Cette stratégie s’inscrit dans une logique de puissance régionale. Face à un Rwanda plus offensif via le M23, l’Ouganda cherche à préserver sa zone d’influence dans le nord de l’est congolais, à diluer l’emprise rwandaise et à sécuriser ses frontières contre les ADF. En jouant sur plusieurs tableaux à la fois, Kampala multiplie les acteurs armés et complique les efforts de paix. Les populations civiles de l’Ituri et du Nord-Kivu en paient le prix : déplacements massifs, exactions et économie de guerre qui enrichit certains réseaux au détriment du développement local.

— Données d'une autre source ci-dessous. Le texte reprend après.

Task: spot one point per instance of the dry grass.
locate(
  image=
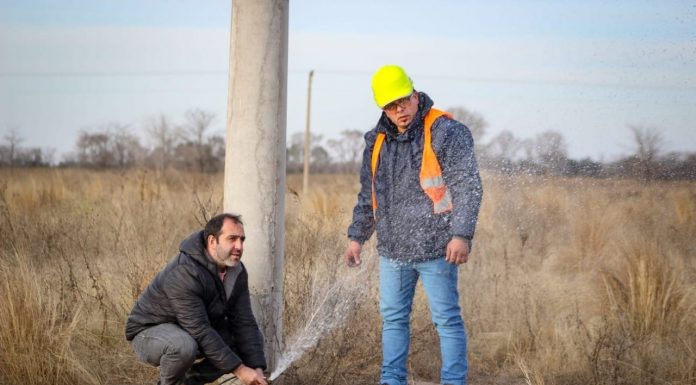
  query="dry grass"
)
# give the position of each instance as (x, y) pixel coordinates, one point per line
(570, 282)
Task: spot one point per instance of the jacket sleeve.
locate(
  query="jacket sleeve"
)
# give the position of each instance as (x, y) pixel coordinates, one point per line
(363, 224)
(185, 293)
(461, 175)
(248, 340)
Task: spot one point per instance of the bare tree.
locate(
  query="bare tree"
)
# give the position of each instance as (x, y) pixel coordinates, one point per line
(163, 141)
(13, 140)
(348, 149)
(111, 146)
(193, 132)
(319, 157)
(649, 145)
(551, 151)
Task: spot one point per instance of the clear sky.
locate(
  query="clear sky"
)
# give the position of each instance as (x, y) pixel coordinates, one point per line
(586, 69)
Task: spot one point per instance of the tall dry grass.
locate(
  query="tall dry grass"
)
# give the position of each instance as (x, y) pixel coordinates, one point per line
(571, 281)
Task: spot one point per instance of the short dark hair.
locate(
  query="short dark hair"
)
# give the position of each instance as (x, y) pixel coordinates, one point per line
(214, 225)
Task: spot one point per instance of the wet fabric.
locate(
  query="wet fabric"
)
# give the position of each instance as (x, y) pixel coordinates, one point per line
(407, 229)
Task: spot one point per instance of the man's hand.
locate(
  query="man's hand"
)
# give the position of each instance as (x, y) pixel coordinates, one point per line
(457, 251)
(352, 254)
(250, 376)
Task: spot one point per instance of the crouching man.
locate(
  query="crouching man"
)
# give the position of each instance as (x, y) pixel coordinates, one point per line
(198, 306)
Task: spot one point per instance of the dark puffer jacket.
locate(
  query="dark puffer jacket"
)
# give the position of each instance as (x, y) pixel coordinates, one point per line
(407, 228)
(189, 292)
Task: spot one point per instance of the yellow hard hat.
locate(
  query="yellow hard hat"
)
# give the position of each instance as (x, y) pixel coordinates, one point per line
(390, 83)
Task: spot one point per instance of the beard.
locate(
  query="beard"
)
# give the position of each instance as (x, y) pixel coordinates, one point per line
(226, 257)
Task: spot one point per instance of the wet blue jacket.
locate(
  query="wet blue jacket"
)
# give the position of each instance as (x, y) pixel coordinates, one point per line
(407, 228)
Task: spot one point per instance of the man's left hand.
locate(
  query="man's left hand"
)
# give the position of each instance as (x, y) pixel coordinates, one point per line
(457, 251)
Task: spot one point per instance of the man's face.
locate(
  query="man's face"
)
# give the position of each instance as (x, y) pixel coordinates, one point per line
(226, 251)
(402, 111)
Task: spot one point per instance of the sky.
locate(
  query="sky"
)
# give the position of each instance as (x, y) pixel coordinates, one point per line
(588, 70)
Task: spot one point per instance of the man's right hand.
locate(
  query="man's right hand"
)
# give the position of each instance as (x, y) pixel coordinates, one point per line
(249, 376)
(352, 254)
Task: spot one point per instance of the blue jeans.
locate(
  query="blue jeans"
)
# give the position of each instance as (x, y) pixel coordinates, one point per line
(397, 285)
(175, 352)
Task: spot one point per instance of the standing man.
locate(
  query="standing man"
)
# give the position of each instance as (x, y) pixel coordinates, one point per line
(421, 192)
(198, 306)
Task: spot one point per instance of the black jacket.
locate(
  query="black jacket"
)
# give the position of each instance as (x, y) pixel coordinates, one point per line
(189, 292)
(407, 229)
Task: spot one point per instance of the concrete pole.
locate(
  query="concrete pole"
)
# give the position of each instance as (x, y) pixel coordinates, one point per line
(307, 147)
(255, 153)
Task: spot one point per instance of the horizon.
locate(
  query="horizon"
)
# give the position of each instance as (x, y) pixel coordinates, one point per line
(587, 71)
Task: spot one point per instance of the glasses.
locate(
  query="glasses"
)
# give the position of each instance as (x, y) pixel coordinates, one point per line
(403, 103)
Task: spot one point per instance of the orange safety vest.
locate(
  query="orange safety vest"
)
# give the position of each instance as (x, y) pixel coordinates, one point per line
(431, 174)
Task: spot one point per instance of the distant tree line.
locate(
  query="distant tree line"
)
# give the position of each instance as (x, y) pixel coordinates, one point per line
(187, 146)
(191, 146)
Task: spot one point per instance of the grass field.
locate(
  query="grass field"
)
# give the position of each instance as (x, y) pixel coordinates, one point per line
(571, 281)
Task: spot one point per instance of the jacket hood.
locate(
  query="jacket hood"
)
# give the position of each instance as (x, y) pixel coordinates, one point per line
(415, 127)
(194, 247)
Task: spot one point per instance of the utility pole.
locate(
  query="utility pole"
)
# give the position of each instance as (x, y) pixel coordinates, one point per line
(255, 153)
(307, 148)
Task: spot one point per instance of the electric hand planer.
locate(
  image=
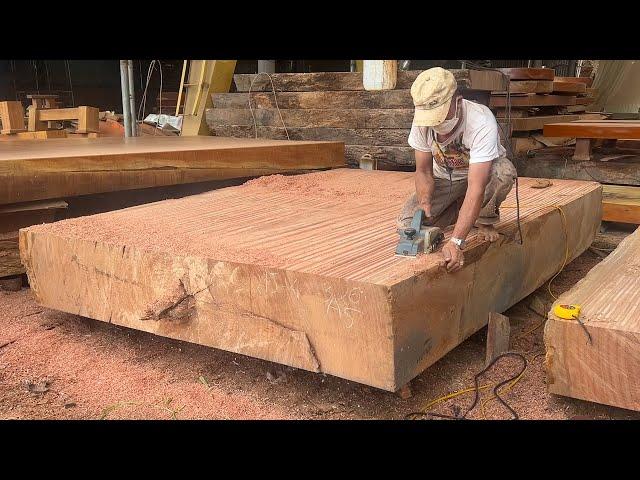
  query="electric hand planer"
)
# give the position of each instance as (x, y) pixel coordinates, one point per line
(418, 238)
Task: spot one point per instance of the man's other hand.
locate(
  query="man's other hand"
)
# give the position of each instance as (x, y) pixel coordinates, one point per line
(453, 257)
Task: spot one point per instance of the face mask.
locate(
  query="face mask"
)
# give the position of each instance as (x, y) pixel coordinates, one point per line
(448, 125)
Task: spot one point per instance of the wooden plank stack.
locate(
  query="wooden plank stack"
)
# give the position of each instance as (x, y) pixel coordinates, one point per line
(537, 98)
(334, 106)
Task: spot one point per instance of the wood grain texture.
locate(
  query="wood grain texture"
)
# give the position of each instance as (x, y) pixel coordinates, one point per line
(621, 204)
(301, 270)
(528, 86)
(532, 100)
(35, 170)
(335, 81)
(529, 73)
(537, 123)
(350, 136)
(306, 118)
(608, 370)
(608, 129)
(569, 87)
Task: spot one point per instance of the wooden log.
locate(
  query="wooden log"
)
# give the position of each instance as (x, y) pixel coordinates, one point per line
(569, 87)
(336, 81)
(350, 136)
(622, 172)
(323, 100)
(527, 86)
(537, 123)
(11, 117)
(65, 167)
(306, 118)
(529, 73)
(278, 269)
(601, 129)
(621, 204)
(532, 100)
(387, 157)
(607, 370)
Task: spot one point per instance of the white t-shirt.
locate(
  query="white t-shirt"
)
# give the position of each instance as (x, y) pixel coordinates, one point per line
(476, 140)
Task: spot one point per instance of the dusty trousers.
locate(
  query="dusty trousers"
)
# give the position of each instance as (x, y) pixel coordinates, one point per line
(448, 196)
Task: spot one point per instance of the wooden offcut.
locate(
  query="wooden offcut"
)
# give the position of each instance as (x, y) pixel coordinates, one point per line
(621, 203)
(301, 270)
(57, 168)
(607, 369)
(529, 73)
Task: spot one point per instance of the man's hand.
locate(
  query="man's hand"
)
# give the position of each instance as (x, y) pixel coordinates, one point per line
(453, 257)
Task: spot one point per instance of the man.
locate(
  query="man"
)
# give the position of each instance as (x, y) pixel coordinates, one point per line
(458, 156)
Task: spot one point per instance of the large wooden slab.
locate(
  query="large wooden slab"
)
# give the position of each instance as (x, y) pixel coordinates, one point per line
(58, 168)
(608, 369)
(301, 270)
(334, 81)
(604, 129)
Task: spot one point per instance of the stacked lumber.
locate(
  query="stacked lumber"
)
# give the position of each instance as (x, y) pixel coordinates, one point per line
(538, 97)
(334, 106)
(601, 364)
(301, 270)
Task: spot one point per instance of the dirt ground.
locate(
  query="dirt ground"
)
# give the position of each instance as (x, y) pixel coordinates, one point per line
(55, 365)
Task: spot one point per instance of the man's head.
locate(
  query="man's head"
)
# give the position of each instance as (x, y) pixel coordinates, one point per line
(434, 96)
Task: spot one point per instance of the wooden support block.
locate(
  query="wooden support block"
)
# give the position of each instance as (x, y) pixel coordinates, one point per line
(59, 168)
(379, 74)
(88, 120)
(607, 370)
(498, 330)
(11, 117)
(300, 286)
(582, 152)
(569, 87)
(621, 203)
(528, 86)
(532, 100)
(529, 73)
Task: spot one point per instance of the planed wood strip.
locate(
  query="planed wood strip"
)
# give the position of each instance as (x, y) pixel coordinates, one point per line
(36, 170)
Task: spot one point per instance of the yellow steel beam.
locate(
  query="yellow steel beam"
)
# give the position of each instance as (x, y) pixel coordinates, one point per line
(205, 77)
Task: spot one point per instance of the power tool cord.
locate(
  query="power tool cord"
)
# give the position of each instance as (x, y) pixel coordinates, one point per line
(476, 388)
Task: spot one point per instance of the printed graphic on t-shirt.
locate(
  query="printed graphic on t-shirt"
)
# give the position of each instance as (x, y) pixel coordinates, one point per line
(455, 154)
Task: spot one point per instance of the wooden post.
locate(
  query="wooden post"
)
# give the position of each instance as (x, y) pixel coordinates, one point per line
(12, 117)
(498, 331)
(380, 74)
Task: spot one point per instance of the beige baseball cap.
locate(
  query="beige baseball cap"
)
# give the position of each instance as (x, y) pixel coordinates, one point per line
(432, 92)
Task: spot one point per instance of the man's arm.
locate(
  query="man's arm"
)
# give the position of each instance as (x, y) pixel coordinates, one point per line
(425, 183)
(476, 183)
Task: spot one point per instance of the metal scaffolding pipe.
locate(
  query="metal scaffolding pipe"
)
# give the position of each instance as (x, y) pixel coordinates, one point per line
(132, 100)
(126, 103)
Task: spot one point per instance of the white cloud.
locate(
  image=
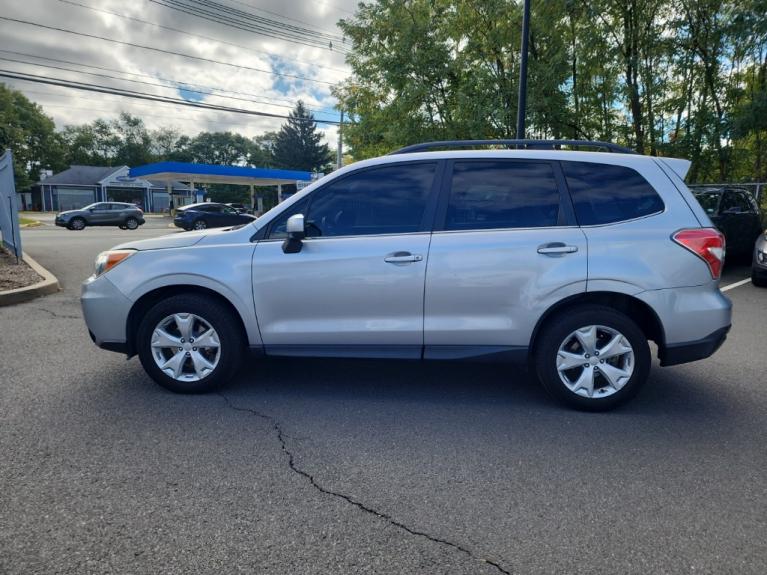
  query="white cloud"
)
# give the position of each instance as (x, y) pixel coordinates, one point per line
(264, 91)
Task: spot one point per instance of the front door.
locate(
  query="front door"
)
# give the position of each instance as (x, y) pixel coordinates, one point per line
(356, 286)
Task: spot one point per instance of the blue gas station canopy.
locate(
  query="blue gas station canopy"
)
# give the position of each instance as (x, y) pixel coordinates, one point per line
(215, 174)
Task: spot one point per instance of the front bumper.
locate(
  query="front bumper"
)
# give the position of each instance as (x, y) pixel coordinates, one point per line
(105, 310)
(677, 353)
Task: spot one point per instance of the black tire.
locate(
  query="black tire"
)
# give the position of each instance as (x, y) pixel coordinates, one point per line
(76, 224)
(556, 332)
(220, 318)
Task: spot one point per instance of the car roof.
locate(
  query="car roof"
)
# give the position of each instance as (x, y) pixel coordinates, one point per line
(192, 206)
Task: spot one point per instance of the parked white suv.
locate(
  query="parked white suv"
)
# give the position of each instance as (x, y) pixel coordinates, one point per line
(567, 260)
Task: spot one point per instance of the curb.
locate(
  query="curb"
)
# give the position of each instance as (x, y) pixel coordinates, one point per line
(48, 285)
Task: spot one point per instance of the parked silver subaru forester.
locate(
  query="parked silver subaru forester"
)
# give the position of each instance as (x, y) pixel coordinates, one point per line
(567, 260)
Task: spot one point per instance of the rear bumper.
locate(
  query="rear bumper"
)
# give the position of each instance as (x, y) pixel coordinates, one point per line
(677, 353)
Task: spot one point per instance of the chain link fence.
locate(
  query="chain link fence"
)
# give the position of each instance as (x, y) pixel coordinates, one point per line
(9, 207)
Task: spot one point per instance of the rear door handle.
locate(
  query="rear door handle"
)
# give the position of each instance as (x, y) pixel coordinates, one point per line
(556, 248)
(402, 258)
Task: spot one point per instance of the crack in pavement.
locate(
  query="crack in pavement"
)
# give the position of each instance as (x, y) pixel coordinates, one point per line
(58, 315)
(359, 505)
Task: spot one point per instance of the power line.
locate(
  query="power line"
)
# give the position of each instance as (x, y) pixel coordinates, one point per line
(241, 23)
(179, 31)
(143, 114)
(276, 24)
(283, 16)
(167, 80)
(175, 87)
(144, 96)
(171, 52)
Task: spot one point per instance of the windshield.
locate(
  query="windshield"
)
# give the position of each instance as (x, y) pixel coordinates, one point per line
(709, 201)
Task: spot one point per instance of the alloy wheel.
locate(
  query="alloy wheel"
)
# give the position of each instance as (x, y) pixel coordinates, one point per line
(595, 361)
(185, 347)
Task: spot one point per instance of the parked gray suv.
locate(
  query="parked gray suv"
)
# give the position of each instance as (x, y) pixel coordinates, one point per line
(568, 261)
(125, 216)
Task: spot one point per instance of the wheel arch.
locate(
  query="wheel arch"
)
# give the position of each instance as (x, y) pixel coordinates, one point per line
(150, 298)
(640, 312)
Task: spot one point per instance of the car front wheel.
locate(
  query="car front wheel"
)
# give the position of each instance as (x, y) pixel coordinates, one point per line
(77, 224)
(594, 358)
(189, 343)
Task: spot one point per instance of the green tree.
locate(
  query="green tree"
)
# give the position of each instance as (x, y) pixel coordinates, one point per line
(224, 148)
(30, 135)
(297, 144)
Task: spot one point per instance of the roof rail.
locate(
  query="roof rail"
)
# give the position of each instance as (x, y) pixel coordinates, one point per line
(523, 144)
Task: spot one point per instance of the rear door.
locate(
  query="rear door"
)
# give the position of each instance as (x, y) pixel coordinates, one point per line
(101, 214)
(505, 248)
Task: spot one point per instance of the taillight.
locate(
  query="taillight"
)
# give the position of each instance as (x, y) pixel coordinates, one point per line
(707, 244)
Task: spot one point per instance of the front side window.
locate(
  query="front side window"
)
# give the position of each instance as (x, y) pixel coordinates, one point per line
(382, 200)
(502, 194)
(605, 194)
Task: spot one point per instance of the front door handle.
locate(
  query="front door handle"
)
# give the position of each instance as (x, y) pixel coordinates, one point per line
(556, 248)
(402, 258)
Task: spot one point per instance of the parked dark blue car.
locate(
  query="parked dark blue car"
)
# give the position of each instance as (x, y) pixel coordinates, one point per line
(209, 215)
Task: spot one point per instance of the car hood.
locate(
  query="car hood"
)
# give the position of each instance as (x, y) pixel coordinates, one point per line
(186, 239)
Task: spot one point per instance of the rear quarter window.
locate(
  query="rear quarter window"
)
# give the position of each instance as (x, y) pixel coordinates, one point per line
(605, 194)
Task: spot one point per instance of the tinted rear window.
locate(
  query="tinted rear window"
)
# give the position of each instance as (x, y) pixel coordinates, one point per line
(502, 194)
(604, 194)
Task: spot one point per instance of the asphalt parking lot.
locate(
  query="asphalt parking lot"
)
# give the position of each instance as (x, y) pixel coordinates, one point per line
(339, 467)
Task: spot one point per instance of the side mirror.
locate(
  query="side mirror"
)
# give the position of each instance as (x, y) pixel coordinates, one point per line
(296, 233)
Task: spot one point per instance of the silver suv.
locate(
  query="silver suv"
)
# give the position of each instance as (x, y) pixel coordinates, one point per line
(568, 261)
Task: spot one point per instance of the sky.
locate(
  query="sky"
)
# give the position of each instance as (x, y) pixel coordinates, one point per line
(254, 71)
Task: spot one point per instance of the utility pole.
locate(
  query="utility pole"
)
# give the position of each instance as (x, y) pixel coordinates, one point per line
(340, 152)
(523, 72)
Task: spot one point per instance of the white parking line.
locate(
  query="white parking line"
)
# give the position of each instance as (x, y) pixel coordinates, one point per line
(736, 284)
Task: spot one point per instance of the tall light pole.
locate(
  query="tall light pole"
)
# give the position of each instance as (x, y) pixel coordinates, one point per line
(340, 149)
(522, 101)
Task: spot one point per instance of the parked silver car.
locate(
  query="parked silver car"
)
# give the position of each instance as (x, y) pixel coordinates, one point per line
(569, 261)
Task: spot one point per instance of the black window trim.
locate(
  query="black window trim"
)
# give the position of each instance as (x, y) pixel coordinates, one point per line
(565, 217)
(427, 222)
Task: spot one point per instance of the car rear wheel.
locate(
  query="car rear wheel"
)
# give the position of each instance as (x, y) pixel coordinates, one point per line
(76, 224)
(594, 358)
(190, 344)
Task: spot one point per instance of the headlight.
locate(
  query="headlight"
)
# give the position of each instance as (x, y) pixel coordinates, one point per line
(105, 261)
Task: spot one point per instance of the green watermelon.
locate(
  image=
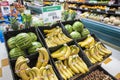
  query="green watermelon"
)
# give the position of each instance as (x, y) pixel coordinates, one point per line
(23, 40)
(34, 46)
(33, 36)
(16, 52)
(11, 42)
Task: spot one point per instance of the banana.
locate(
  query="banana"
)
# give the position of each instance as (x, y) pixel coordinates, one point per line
(50, 75)
(65, 38)
(40, 60)
(65, 68)
(71, 65)
(82, 63)
(94, 55)
(23, 73)
(66, 64)
(18, 65)
(89, 56)
(60, 52)
(30, 74)
(57, 40)
(67, 54)
(78, 66)
(51, 70)
(36, 70)
(87, 41)
(61, 73)
(45, 56)
(45, 74)
(103, 49)
(74, 49)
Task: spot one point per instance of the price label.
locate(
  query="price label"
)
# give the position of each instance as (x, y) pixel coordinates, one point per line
(98, 10)
(5, 7)
(51, 13)
(117, 12)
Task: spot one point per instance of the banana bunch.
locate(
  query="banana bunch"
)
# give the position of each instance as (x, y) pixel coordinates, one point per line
(69, 67)
(47, 73)
(97, 52)
(55, 37)
(20, 68)
(65, 51)
(43, 57)
(88, 42)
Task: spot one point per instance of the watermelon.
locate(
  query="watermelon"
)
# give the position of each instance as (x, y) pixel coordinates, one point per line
(34, 46)
(11, 42)
(23, 40)
(33, 36)
(16, 52)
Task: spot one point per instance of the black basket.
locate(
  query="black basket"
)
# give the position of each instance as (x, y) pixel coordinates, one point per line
(93, 69)
(84, 58)
(41, 32)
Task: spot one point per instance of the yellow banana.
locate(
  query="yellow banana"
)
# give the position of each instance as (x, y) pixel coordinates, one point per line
(78, 66)
(71, 65)
(87, 41)
(82, 63)
(45, 74)
(40, 60)
(45, 56)
(74, 49)
(67, 54)
(59, 52)
(61, 73)
(103, 49)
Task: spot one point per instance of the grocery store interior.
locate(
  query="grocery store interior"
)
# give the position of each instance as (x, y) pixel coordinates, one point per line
(59, 39)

Le rôle de l’Ouganda en RDC n’est ni purement sécuritaire, ni purement altruiste. Il s’agit d’une politique d’influence calculée, héritière des interventions des années 1990 et adaptée aux réalités actuelles. Tant que les intérêts miniers, commerciaux et géopolitiques primeront sur la stabilisation durable, cette zone d’ombre continuera de peser sur l’avenir de l’est congolais. Clarifier cette présence et renforcer la souveraineté de la RDC sur son territoire et ses ressources restent des conditions indispensables à toute perspective de paix véritable.